When the threshold goes down to 0.3, we see a large increase in the number of love-related words. This illustrates the importance of setting the threshold.

In [None]:
print('Threshold 0.3 gives', len(love_words), 'love-related words, of which the first 20 are: \n', love_words[:20])

Below, we see the top 5 movies, ranked by their similarity to the word "love". When opting for this approach, a further analysis can be done by considering metadata on the movie and characters through the wikipedia ID.

In [None]:
plot_df_removed.head(5)

### 4. Visualizing the semantic proximity

Last, we visualize the semantic proximity of the words in two plots. Note that we use the love-related words obtained from the 0.3 threshold, as this plot is mostly for visualization purposes and the lower threshold gives a larger number of words. Therefore, the data is less sparse. However, one can see that te cloud of points is not so dense. This illustrates that the threshold is too low. When one sets a higher threshold, the words are more semantically related and the cloud of points becomes denser.

In [None]:
#Create a list of semantic vectors for each love-related word
love_words_vectors = [nlp_spacy(str(word)).vector for word in love_words]

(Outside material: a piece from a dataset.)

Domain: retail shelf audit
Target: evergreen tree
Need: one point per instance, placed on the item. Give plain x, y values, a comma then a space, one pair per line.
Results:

#reduce the dimensionality of the word vectors to 3D
pca = PCA(n_components=3)
love_words_vectors_3D = pca.fit_transform(love_words_vectors)

#plot the 3D word vectors
fig = plt.figure()
ax = fig.add_subplot(111, projection='3d')
ax.scatter(love_words_vectors_3D[:,0], love_words_vectors_3D[:,1], love_words_vectors_3D[:,2])

#Label axis as 'dimension 1', 'dimension 2' and 'dimension 3'
ax.set_xlabel('Dimension 1')
ax.set_ylabel('Dimension 2')
ax.set_zlabel('Dimension 3')

#Set title as 'Clustering of vector representations of love words mapped to a three dimentional space'
ax.set_title('Vector representations of love words mapped to a three dimentional space')
plt.show()


As a final visualization, we use k-means to cluster the love-related words. There may be several uses for this, as there may be several categories of love-related words. To illustrate, one categorie of love-related words could be emotions (happy, elated, enthusiastic), whereas another category could be pronouns (wedding, ring, hug). 

In [None]:
#cluster the word vectors with kmeans
kmeans = KMeans(n_clusters=5, algorithm = 'elkan', random_state=0).fit(love_words_vectors_3D)

#plot the clusters
fig = plt.figure()
ax = fig.add_subplot(111, projection='3d')
ax.scatter(love_words_vectors_3D[:,0], love_words_vectors_3D[:,1], love_words_vectors_3D[:,2], c=kmeans.labels_)

#Label axis as 'dimension 1', 'dimension 2' and 'dimension 3'
ax.set_xlabel('Dimension 1')
ax.set_ylabel('Dimension 2')
ax.set_zlabel('Dimension 3')

#Set title as 'Clustering of vector representations of love words mapped to a three dimentional space'
ax.set_title('Clustering of vector representations of love words mapped to a three dimentional space')
plt.show()


### 5. Next Steps

We have 2 main problems with this approach:
- How shall we define the reference vector ?
- How is the threshold set ?

#### 5.1. Reference vector

The reference vector for now is just the semantic vector of the word "love". We have to implement a methodology that allows us to find the best reference vector. We have to find a way to define the reference vector in a way that it scores high all the summaries that depicts a relationship. To do this we are thinking of a cross-validation approach and use the movies labeled as romantic by their genres as the target true positives.

#### 5.2. Threshold

Once we have a correct reference vector that scores the summaries as wanted, we need to find the best way to set the threshold splitting the movies that depicts a relation from the ones that don't. We are thinking of using an F1-scoring method to find it.